Redigido sem apelo ao Acordo Ortográfico.


[1] Esta é o correspondente abstracto da causa de pedir.
[2] Discute-se se a qualificação jurídica integra a causa de pedir, mas a questão não foi colocada (embora também se considere que a resposta ajustada é negativa) nem de todo o modo impede a diferenciação exposta.
[3] In Direito Processual Civil Declaratório, Almedina 1981, vol. I, pág. 203.
[4] Falando-se a propósito num princípio de exaustão (Teixeira de Sousa), impondo ao tribunal o dever de esgotar todas as possíveis qualificações dos factos alegados pelas partes.
[5] Como era manifestamente lícito fazer, dado que a menção não estaria fundada nos factos apurados e no direito aplicado, nos termos em que a sentença os avaliou (e que aqui se não discutem, sendo tomados em si).
[6] Proc. 842/10.9TBPNF.P2.S1in 3w.dgsi.pt.
[7] Como refere T. de Sousa, «o caso julgado abrange todas as possíveis qualificações jurídicas do objecto apreciado» (Estudos Sobre o Novo Processo Civil, Lex 1997, pág. 576.
[8] Embora, para outros, esteja em causa antes (ou também) o dever de colaboração, na vertente do dever de consulta (e na verdade o direito ao contraditório leva envolvido um direito à audição e assim um dever funcional do tribunal em ouvir as partes; mas em situações como a vertente parece ser o princípio do contraditório que avulta, sendo o direito de audição apenas seu reflexo ou seu aspecto executivo).
[9] Sobre isto, por todos, v. Luís Correia de Mendonça, in O Contraditório e a proibição das decisões-surpresa, pág. 198 e ss. (ROA, disponível online em https://portal.oa.pt/media/135588/luis-correia-de-mendonca.pdf).
[10] Como acto formal (e sujeito às regras de interpretação do acto jurídico negocial e formal), os termos da alegação tornam-se em princípio determinantes na interpretação do acto, por tender a prevalecer o seu sentido objectivo.
[11] Em rigor, o primeiro caso consiste no exercício, alternativo, do contraditório, e o segundo integra-se no conceito da manifesta desnecessidade.
[12] Que transcendem a situação das decisões-surpresa, cobrindo o campo mais amplo da decisão emitida sem cumprimento de acto prévio devido ou imposto (que tem na omissão do despacho de aperfeiçoamento ou na indevida omissão da audiência prévia outros casos de avaliação, estes mais próximos da violação do dever de colaboração).
[13] A exposição é intencionalmente sintética, ajustada aos termos da presente decisão, não atendendo assim às especificidades de entendimentos dentro de cada grupo, nem à forma como a natureza do acto viciado pode impactar o seu regime.
[14] Embora no vol 2º já pareçam admitir outra solução (pág. 739).
[15] Embora prescindindo por vezes, por razões de economia, da pronúncia do tribunal de primeira instância.

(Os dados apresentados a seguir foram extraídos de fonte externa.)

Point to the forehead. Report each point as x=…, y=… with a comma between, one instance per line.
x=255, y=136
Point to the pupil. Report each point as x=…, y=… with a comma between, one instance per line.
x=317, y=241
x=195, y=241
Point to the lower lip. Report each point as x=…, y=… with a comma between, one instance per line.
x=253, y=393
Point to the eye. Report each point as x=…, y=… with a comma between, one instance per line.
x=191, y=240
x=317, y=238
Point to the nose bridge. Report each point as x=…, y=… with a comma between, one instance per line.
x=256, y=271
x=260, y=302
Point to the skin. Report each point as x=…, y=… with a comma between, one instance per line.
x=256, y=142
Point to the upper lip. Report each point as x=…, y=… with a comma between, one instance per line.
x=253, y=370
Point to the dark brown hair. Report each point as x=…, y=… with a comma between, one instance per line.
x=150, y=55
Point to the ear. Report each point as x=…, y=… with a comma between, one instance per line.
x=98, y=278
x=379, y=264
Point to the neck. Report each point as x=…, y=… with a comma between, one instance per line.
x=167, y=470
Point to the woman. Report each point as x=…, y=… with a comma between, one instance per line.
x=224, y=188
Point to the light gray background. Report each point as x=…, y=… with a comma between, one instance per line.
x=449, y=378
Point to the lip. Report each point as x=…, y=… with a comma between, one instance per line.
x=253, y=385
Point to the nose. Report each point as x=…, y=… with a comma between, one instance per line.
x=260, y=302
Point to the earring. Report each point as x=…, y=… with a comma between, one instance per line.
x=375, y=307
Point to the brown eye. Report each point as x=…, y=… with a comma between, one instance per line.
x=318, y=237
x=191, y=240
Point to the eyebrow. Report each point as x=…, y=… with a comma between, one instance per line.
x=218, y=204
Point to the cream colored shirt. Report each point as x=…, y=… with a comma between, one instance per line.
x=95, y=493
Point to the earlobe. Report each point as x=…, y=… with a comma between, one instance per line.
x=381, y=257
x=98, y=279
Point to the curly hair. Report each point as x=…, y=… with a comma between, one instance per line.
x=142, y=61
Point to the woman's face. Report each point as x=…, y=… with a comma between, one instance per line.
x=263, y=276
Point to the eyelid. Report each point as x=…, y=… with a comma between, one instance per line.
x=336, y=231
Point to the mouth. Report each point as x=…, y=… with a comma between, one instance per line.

[16] No que se reporta à usucapião vide o Ac. do STJ de 08/11/2018, proferido no proc. nº 48/15.0T8VNC.G1.S1, de que foi relatora Rosa Ribeiro Coelho, onde se considerou que a não formulação de pedido de reconhecimento da aquisição por usucapião, não obsta ao seu conhecimento, uma vez que nada obriga a que “a invocação judicial da usucapião tenha de ser feita através de uma ação onde, concomitantemente, se formule o pedido do seu reconhecimento, pois não há razões para excluir a possibilidade de essa invocação ser feita apenas através da alegação dos factos que a revelem e para servir como causa de pedir de um outro pedido que a pressuponha ou como elemento integrador da legitimidade de quem na ação a invoca.”
[17] Ac. do STJ de 27/09/2011, proferido no proc. nº 2005/03.0TVLSB.L1.S1, de que foi relator Gabriel Catarino.
[18] Ac. do STJ de 08/09/2020, proferido no proc. nº 602/18.9T8PTG.E1.S1, de que foi relator Jorge Dias.